The revived interest is partly attributable to low prices, which, amid a housing market that shows little sign of recovery, have continued to plunge. At the current prices, the article notes, people like Lippmann stand to make lucrative profits on the securities even if home values continue to fall.

Among the factors the Times cites as creating a favorable environment for renewed mortgage speculation is the settlement with the major banks on foreclosure violations announced February 9 by the administration. President Obama hailed the agreement as a boon to homeowners and a sharp rebuke to the banks.

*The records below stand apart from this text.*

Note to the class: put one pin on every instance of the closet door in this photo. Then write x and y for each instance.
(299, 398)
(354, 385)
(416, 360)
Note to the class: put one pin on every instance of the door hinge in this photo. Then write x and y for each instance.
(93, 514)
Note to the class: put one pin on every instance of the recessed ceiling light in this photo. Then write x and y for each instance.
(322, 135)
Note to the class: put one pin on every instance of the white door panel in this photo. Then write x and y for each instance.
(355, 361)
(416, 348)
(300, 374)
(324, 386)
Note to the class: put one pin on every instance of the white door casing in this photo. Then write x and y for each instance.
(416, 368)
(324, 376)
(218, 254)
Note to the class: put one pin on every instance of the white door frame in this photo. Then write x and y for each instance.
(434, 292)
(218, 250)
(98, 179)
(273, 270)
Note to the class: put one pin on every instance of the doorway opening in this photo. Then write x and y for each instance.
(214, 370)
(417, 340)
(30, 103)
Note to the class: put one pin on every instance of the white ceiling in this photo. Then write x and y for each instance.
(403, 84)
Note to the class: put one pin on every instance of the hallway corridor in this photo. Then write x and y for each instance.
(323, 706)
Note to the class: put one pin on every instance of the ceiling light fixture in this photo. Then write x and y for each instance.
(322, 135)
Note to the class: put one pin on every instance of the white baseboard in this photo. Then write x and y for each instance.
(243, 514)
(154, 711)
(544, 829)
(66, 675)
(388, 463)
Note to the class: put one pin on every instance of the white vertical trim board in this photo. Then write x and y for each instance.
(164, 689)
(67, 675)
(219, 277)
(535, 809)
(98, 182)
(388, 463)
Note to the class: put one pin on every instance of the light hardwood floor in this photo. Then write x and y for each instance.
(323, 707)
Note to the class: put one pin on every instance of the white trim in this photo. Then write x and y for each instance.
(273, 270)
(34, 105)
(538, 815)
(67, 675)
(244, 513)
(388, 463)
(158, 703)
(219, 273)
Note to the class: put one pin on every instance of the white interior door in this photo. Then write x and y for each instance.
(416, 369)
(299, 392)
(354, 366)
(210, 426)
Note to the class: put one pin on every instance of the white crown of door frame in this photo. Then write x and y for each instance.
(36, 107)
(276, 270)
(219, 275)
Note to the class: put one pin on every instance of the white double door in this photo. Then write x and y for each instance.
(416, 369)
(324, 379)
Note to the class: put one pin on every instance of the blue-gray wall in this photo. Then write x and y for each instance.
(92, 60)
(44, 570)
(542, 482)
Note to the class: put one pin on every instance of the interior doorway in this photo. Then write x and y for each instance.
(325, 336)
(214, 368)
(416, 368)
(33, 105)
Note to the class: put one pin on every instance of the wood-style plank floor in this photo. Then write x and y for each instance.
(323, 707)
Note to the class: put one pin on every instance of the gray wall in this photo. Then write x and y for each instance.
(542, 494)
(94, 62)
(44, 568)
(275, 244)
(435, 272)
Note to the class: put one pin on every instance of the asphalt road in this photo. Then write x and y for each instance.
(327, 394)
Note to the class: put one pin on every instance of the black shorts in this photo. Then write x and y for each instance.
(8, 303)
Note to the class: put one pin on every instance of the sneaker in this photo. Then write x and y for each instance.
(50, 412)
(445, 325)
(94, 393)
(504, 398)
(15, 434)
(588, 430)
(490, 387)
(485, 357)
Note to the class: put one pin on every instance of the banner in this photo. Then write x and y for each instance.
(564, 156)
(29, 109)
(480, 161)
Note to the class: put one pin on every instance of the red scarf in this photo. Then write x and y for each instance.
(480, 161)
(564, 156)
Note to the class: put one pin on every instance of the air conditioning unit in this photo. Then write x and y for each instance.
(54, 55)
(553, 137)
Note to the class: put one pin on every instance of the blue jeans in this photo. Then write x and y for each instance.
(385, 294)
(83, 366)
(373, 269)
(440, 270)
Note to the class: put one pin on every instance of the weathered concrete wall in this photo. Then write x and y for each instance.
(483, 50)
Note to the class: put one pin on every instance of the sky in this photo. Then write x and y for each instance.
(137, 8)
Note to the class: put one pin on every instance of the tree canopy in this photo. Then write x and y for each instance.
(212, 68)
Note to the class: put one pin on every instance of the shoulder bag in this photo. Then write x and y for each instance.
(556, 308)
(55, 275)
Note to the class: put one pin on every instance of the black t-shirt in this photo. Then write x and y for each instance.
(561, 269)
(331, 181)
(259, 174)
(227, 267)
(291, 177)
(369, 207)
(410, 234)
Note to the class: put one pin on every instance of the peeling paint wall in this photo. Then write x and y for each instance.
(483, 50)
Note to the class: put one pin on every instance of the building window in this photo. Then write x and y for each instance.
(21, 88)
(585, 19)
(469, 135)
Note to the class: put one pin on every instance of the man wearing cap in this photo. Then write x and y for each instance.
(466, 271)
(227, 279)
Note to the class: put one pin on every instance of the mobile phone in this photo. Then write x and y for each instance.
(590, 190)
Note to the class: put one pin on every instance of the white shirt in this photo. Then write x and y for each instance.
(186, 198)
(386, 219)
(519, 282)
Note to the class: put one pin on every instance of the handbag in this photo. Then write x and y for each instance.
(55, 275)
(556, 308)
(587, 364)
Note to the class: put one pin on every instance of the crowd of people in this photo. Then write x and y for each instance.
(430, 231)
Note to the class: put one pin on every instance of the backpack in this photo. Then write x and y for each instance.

It was nothing of the kind. It was a windfall for the banks—JPMorgan Chase, Bank of America, Citigroup, Wells Fargo and Ally Financial—relieving them of the prospect of untold billions in fines and damages related to the state probes that were closed down. In return, they were required to make a wrist-slap cash payment of $5.9 billion and pledge another $25 billion in supposed home loan principal write-downs and other forms of relief for distressed homeowners.

And as the Financial Times reported last week, the bulk of the cost of the settlement will be covered by taxpayer funds. At the insistence of the Obama administration, the banks will be allowed to make use of an existing federal program, the Home Affordable Modification Program (HAMP), which provides public funds to banks that agree to reduce the principal on troubled home loans. Nearly two-thirds of the value of any write-downs the five banks make will be recompensed with funds from this program.

In effect, the value of mortgage-backed securities will be underwritten by government subsidies, opening up a wide vista for profiteering by Lippmann and his cohorts.

The case of Lippmann exemplifies how the policies of the Bush and Obama administrations have enabled the financial elite to cash in on the crisis amid the social ruins left by its criminal activities. While millions of people have lost their homes, either through fraudulent foreclosures or as a result of predatory mortgage practices, the financial parasites continue to rake in millions.

These developments expose, first, the boundless cynicism and dishonesty of Obama, who seeks to present right-wing, anti-working-class and pro-Wall Street policies as "populist" measures designed to lower unemployment and help families stay in their homes.

More fundamentally, they demonstrate that the entire political establishment and both parties, the Democrats as well as Republicans, are instruments of a financial aristocracy that is steeped in criminality and antithetical to the most basic needs of the people.

The political system cannot be reformed. It must be replaced by a government of, by and for the working class committed to ending unemployment and poverty and establishing social equality. A mass socialist movement must be built to close down the Wall Street casino, expropriate the ill-gotten wealth of the speculators, and place the major levers of economic life under public ownership and democratic control.